In late September, representatives of the First Nationwide Congress of Legal Clinics of Ukraine gathered at the assembly hall of the Verkhovna Rada committee. Legal clinics are associations of law students and graduates, who provide free legal assistance to underprivileged citizens. Such clinics are novel to legal practice in Ukraine as they emerged only a few years ago. Today there are twenty-three such clinics in Ukraine’s seventeen regions. They operate as structural divisions of law faculties or as independent legal entities with close ties to law schools. While Kyiv alone has four legal clinics, there are none in Kherson, Vinnytsia, and Khmelnytsky. This is in part due to the fact that many law schools do not provide adequate training. Therefore far from every student can provide professional legal counseling.

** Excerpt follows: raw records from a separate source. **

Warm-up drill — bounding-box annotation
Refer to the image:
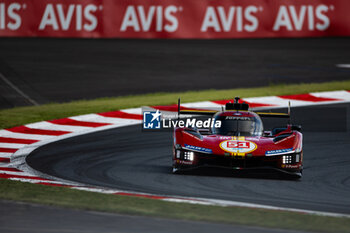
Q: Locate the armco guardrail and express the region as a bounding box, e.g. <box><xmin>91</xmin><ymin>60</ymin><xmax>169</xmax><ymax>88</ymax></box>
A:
<box><xmin>0</xmin><ymin>0</ymin><xmax>350</xmax><ymax>38</ymax></box>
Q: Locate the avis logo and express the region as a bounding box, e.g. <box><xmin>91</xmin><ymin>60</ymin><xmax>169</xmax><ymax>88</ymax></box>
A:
<box><xmin>143</xmin><ymin>110</ymin><xmax>162</xmax><ymax>129</ymax></box>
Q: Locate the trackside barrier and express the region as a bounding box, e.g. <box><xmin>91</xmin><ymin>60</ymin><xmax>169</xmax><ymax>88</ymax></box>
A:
<box><xmin>0</xmin><ymin>0</ymin><xmax>350</xmax><ymax>39</ymax></box>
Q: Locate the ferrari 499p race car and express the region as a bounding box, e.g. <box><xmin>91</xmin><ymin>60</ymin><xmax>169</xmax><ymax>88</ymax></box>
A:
<box><xmin>173</xmin><ymin>97</ymin><xmax>303</xmax><ymax>178</ymax></box>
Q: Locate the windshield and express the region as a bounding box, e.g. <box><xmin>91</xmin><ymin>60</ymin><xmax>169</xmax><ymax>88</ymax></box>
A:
<box><xmin>213</xmin><ymin>114</ymin><xmax>263</xmax><ymax>136</ymax></box>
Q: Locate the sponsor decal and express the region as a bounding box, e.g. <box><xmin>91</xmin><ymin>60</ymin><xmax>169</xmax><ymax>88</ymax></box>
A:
<box><xmin>275</xmin><ymin>134</ymin><xmax>295</xmax><ymax>144</ymax></box>
<box><xmin>265</xmin><ymin>148</ymin><xmax>294</xmax><ymax>156</ymax></box>
<box><xmin>143</xmin><ymin>110</ymin><xmax>221</xmax><ymax>130</ymax></box>
<box><xmin>0</xmin><ymin>0</ymin><xmax>344</xmax><ymax>38</ymax></box>
<box><xmin>220</xmin><ymin>137</ymin><xmax>258</xmax><ymax>155</ymax></box>
<box><xmin>143</xmin><ymin>110</ymin><xmax>162</xmax><ymax>129</ymax></box>
<box><xmin>185</xmin><ymin>144</ymin><xmax>213</xmax><ymax>153</ymax></box>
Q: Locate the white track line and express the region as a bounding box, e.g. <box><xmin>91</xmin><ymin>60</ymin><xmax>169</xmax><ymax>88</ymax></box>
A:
<box><xmin>9</xmin><ymin>178</ymin><xmax>67</xmax><ymax>185</ymax></box>
<box><xmin>69</xmin><ymin>114</ymin><xmax>141</xmax><ymax>126</ymax></box>
<box><xmin>120</xmin><ymin>108</ymin><xmax>142</xmax><ymax>115</ymax></box>
<box><xmin>0</xmin><ymin>142</ymin><xmax>27</xmax><ymax>149</ymax></box>
<box><xmin>0</xmin><ymin>129</ymin><xmax>56</xmax><ymax>140</ymax></box>
<box><xmin>26</xmin><ymin>121</ymin><xmax>91</xmax><ymax>132</ymax></box>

Free legal assistance by students or young law graduates is a method of guaranteeing the constitutional principle whereby all citizens are equal when it comes to defending their rights. While there are scores of disadvantaged people in Ukraine, relations with government agencies often require filing various written solicitations. Yet people of scanty means cannot afford the legal fees payable for such documents. Congress participants say that even though we have only twenty-three clinics, even this proved enough to trigger positive changes in public consciousness, i.e. debunk the stereotype about the unaffordable and impossible legal assistance for the protection of civic rights.
Legal clinics favorably affect the professional growth of student counselors. Among those students who began their careers at legal clinics, there are eight candidates of scieces (law), a dozen practicing lawyers, and one judge, while most of them are teaching law.

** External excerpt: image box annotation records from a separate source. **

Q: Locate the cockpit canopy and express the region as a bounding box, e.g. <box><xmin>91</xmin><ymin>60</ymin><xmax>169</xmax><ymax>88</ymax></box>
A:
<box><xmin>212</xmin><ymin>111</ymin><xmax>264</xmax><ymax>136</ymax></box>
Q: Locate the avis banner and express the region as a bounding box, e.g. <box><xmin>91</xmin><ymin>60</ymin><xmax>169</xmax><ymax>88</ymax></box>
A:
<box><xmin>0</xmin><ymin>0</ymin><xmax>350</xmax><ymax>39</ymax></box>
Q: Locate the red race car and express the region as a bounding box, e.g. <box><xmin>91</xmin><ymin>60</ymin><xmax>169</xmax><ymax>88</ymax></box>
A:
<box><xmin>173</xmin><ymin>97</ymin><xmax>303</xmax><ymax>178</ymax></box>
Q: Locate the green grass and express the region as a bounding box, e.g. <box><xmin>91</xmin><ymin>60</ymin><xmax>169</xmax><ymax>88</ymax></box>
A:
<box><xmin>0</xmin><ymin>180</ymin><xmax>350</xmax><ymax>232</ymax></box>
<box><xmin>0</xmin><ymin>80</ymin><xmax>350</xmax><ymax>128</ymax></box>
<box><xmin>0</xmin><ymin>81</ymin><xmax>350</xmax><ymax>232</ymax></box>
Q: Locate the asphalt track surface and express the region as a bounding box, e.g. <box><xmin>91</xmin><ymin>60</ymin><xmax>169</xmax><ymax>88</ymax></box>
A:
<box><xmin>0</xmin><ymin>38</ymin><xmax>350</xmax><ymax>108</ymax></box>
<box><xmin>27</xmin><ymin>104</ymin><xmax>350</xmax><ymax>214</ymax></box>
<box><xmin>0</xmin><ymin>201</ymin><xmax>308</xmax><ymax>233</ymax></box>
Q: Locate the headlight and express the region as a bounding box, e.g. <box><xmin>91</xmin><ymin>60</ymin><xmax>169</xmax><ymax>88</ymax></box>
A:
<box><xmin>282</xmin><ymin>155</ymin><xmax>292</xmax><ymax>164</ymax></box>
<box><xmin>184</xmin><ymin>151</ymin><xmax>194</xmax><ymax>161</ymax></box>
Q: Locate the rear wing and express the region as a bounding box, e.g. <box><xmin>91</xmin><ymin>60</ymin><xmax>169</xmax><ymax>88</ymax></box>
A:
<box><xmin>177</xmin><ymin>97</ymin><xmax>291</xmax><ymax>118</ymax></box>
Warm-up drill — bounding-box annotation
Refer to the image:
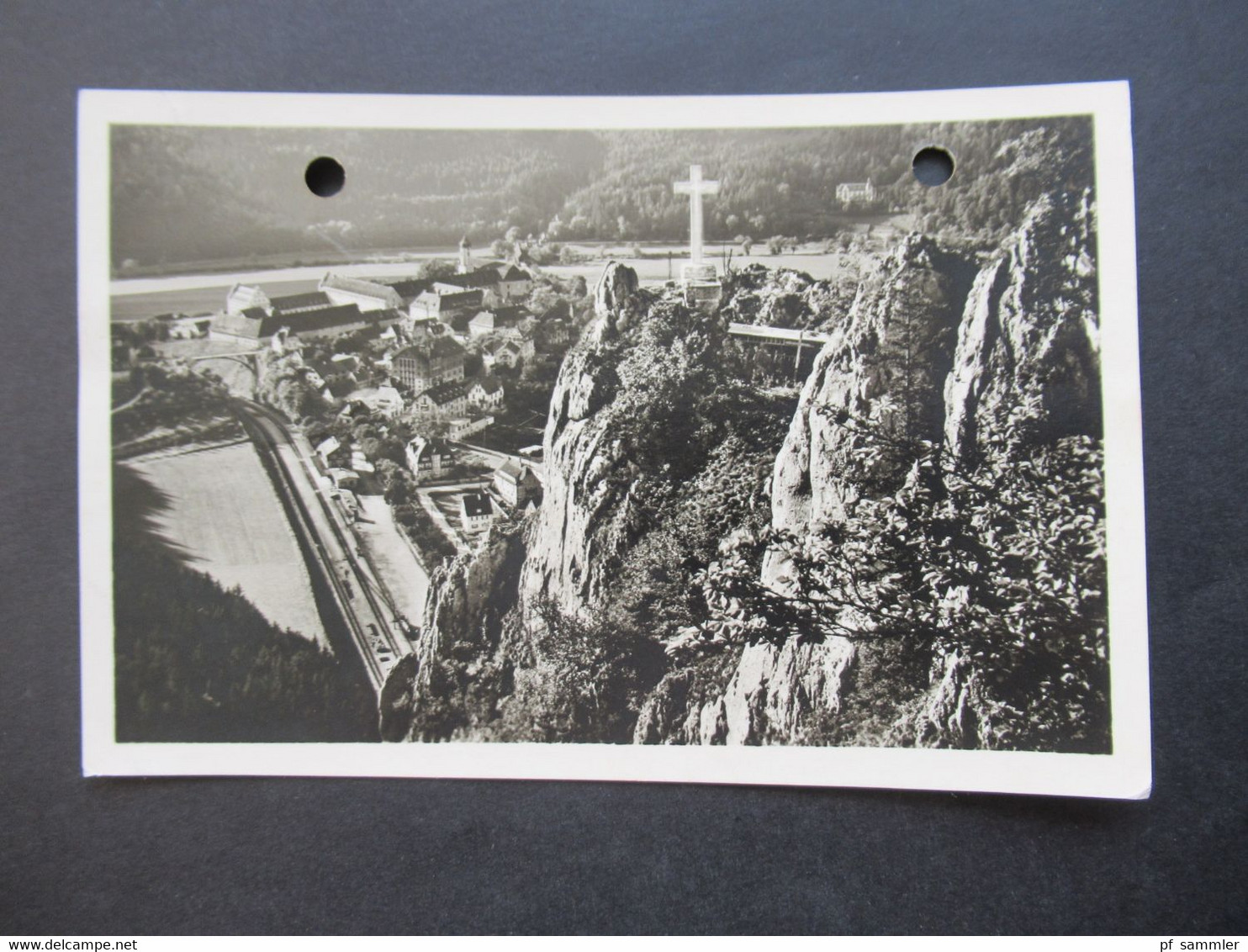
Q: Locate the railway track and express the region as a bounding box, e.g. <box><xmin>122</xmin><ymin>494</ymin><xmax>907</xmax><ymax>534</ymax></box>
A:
<box><xmin>235</xmin><ymin>399</ymin><xmax>410</xmax><ymax>694</ymax></box>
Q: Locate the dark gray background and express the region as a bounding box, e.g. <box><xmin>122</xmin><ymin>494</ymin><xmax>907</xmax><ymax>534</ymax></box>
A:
<box><xmin>0</xmin><ymin>0</ymin><xmax>1248</xmax><ymax>934</ymax></box>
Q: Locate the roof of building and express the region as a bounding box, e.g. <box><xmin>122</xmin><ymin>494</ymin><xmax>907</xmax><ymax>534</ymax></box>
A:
<box><xmin>469</xmin><ymin>310</ymin><xmax>529</xmax><ymax>328</ymax></box>
<box><xmin>407</xmin><ymin>436</ymin><xmax>451</xmax><ymax>453</ymax></box>
<box><xmin>318</xmin><ymin>271</ymin><xmax>402</xmax><ymax>307</ymax></box>
<box><xmin>472</xmin><ymin>374</ymin><xmax>503</xmax><ymax>393</ymax></box>
<box><xmin>495</xmin><ymin>262</ymin><xmax>529</xmax><ymax>281</ymax></box>
<box><xmin>212</xmin><ymin>304</ymin><xmax>368</xmax><ymax>341</ymax></box>
<box><xmin>494</xmin><ymin>459</ymin><xmax>537</xmax><ymax>483</ymax></box>
<box><xmin>377</xmin><ymin>278</ymin><xmax>433</xmax><ymax>302</ymax></box>
<box><xmin>226</xmin><ymin>284</ymin><xmax>268</xmax><ymax>301</ymax></box>
<box><xmin>459</xmin><ymin>493</ymin><xmax>494</xmax><ymax>518</ymax></box>
<box><xmin>390</xmin><ymin>335</ymin><xmax>464</xmax><ymax>362</ymax></box>
<box><xmin>268</xmin><ymin>291</ymin><xmax>333</xmax><ymax>310</ymax></box>
<box><xmin>420</xmin><ymin>381</ymin><xmax>468</xmax><ymax>407</ymax></box>
<box><xmin>438</xmin><ymin>265</ymin><xmax>502</xmax><ymax>288</ymax></box>
<box><xmin>480</xmin><ymin>337</ymin><xmax>524</xmax><ymax>357</ymax></box>
<box><xmin>415</xmin><ymin>282</ymin><xmax>482</xmax><ymax>307</ymax></box>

Speaking of the volume of services provided to the population, the clinics serve roughly 600 clients per year. Every clinic is run by fifteen to twenty-five students, each of whom handles seven to fifteen cases every month. Two or three instructors help students in the process. Some of them provide counseling on the phone, while nine in ten present their cases in court. People turn to young lawyers with questions about unlawful dismissals and partition of property or estates, or request protection from unlawful actions by the uniformed services.
Ukrainian legal clinics are forming their own standards of good practice. As for the principle of their operation, it is the same for Europe, the US, and Ukraine — known as pro bono, which is Latin for free of charge. Yet free assistance entails certain costs, while Ukraine has yet to develop adequate legislation to institutionalize legal clinics, which prevents this useful undertaking from developing as a fully fledged legal service.
Active work is underway to develop a specialized course, methods, and textbooks that will help unify the operation of legal clinics. The Renaissance Foundation will support the clinics financially until 2007, during which time they should become self-financing. Incidentally, according to Markiyan Duleb, manager of the Supremacy of Law program of the Renaissance Foundation, the annual cost of running one legal clinic equals the annual tuition fees paid by two students. He believes that legal clinics are not a very costly business, considering the five-year course of studies at law schools with at least sixty-five students in each year. Further development of legal clinics in Ukraine envisions more extensive practical training for future lawyers. Legal clinics provide a unique opportunity to put theoretical knowledge into practice.
Despite the fact that legal clinics enable disadvantaged citizens to receive free legal assistance, it is still impossible for them to fully meet this demand. Twenty-three clinics in a country where every fifth citizen is officially poor are obviously not enough. A greater workload at every clinic may adversely affect the quality of services. Meanwhile, the development of the network of legal clinics is subject to creating conditions that would motivate law schools to establish them. Overall, legal education is available from nearly 200 law schools across Ukraine.